I currently recommend a practical method of writing out your thoughts on something in natural language, and then repeatedly rewriting the sentences in more and more precise form, and breaking them apart into separate assertions.
For example, here's a random sentence from the front page of Wikipedia:
The stonework of its pointed arcades and fluted piers bears pronounced mouldings and carved capitals in a foliate, "stiff-leaf" style.
I will "iteratively" try to translate and decompose this sentence into a theory in first-order logic.
- The stonework of something's pointed arcades and fluted piers bore at time t pronounced moulding and carved capitals, which were in a foliate and "stiff-leaf" style.
- There is something. At time t, it had stonework. Its stonework had pointed arcades. Its stonework had fluted piers. Its pointed arcades and fluted piers bore pronounced mouldings, and they bore carved capitals. Those carved capitals were in a foliate and stiff-leaf style.
- Let there be a thing X. X has stonework. (
hasStonework(X)
). "Stonework" means something is made of carved stone.madeOfCarvedStone(X)
. "Made of carved stone" means it was made of stone. Carved stone is a subtype of stone. Let's say "madeOf()
" is a relation between a thing, and a material. Then we can say madeOf() is a relation on a set of Things and a set of Materials. Therefore madeOf is a subset or equal to the set-theoretic product of the set Things and the set Materials. Furthermore, everything is made of something (left-totality); but not everything is made of only one thing (which would be right-uniqueness). Thus, madeOf is not a functional relationship. Instead, it is many-to-many.
We can go on like this. Then we can code it up in a programming language. I am currently learning Haskell and Coq, but since the logic I know best is first-order logic, I may have to research which proof assistant is best for first-order theories.
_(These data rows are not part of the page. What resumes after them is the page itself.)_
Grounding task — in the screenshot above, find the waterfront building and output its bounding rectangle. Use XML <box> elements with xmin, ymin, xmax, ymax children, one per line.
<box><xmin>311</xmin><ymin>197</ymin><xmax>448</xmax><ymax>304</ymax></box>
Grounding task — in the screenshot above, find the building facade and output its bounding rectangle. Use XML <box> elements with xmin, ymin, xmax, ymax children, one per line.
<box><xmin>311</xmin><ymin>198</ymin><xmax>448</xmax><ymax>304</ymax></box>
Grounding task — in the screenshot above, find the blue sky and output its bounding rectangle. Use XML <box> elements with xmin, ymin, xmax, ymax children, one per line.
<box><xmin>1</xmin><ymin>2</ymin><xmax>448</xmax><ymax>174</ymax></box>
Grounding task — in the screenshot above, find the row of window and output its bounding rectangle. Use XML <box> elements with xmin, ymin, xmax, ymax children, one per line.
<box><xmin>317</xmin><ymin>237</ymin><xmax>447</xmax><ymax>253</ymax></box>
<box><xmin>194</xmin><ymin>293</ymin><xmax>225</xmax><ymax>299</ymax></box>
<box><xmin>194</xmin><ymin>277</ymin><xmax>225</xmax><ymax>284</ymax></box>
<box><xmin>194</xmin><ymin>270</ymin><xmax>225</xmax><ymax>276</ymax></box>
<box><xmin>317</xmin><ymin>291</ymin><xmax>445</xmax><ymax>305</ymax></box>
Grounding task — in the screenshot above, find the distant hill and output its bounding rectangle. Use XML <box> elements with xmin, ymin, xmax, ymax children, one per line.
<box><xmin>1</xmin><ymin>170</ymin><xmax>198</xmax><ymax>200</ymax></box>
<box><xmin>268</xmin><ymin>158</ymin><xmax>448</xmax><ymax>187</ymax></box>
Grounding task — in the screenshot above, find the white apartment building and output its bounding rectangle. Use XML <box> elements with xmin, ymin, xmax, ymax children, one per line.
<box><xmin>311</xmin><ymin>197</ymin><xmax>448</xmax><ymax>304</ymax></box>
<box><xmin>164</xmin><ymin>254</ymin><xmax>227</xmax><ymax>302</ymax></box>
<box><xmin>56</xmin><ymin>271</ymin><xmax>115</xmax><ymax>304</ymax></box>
However, it turns out that different logics have different properties regarding how they can be automated. Right now, I am learning about how "regular logic is the most expressive logic" for which you can "compute an initial model" (I think). This means that, if we want to take advantage of very useful computational automation, construction, and inference over a "specification", we have to find a way to force our specification into regular logic - where the only permissible expressions are existential Horn clauses, of the form ∀ x, y, z, ... [φ0(...) ∧ ψ1(...) ∧ ...] → ∃ p [ψ(...)].
Yes, model theory is a good starting point to study the relation between "specifications" and "structures",
but especially with the help of categorical logic, which gives us a broad view on the relationships between different kinds of logic - for example, what they can and cannot express - and different kinds of structures.
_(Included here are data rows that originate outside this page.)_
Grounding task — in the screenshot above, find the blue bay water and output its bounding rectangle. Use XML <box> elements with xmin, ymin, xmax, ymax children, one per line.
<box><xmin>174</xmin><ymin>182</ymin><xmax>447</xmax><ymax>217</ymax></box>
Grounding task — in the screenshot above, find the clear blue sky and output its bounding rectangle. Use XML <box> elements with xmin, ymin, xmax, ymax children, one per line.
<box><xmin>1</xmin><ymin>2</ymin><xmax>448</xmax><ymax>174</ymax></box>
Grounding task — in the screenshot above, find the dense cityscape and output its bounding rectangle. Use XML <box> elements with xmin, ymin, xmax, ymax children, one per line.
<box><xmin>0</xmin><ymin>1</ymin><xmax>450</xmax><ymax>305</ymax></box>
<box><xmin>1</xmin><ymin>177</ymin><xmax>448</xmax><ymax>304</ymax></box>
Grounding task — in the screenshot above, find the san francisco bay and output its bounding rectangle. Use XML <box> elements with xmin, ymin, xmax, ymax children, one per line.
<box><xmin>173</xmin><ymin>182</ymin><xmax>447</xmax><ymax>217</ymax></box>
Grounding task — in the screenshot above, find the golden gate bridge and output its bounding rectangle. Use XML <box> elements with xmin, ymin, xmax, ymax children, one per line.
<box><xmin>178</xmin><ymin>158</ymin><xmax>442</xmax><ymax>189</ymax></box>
Category theory actually subsumed model theory, in a way. Model theory divided the world, in quite a metaphysical, even Platonist way, into the realm of human thought, and the realm of mathematical truth; where we use the metalanguage of natural language to define:
- a formal system we take as our formal language
- an envisioned world of "inherent mathematical structures"
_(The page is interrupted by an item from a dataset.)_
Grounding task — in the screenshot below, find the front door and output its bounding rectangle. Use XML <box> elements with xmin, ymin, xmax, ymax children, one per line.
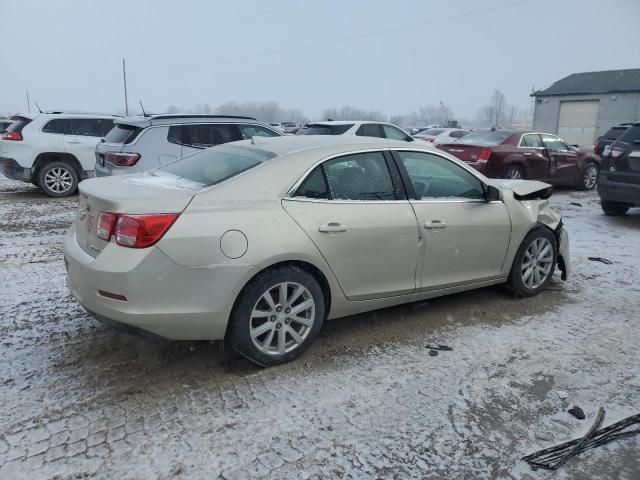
<box><xmin>283</xmin><ymin>151</ymin><xmax>419</xmax><ymax>300</ymax></box>
<box><xmin>396</xmin><ymin>151</ymin><xmax>511</xmax><ymax>290</ymax></box>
and then we study the interaction between these two things.
As one increasingly formalizes and abstracts, of course, the formal language itself becomes just another mathematical structure: now we are just studying structural relationships between different structures. However, in a way that I am still learning, sets still play an important role in category theory: very often, one "represents" a category, as a description of a structure, via a functor into the category of sets. In the context of categorical data science, an "instance" of a "schema" (which sounds highly analogous to your "implementation" of a "specification") is a functor from a category into the category of sets.
More broadly, I think your question is just about mathematical modeling. And this is a wide, active field. If you want to try your hand on mathematical modeling, I suggest you begin to study logic. There are many different types of logic, which are used in formal specification, such as regular logic, and computer programs used to implement them, such as TLA+, Prolog, and others.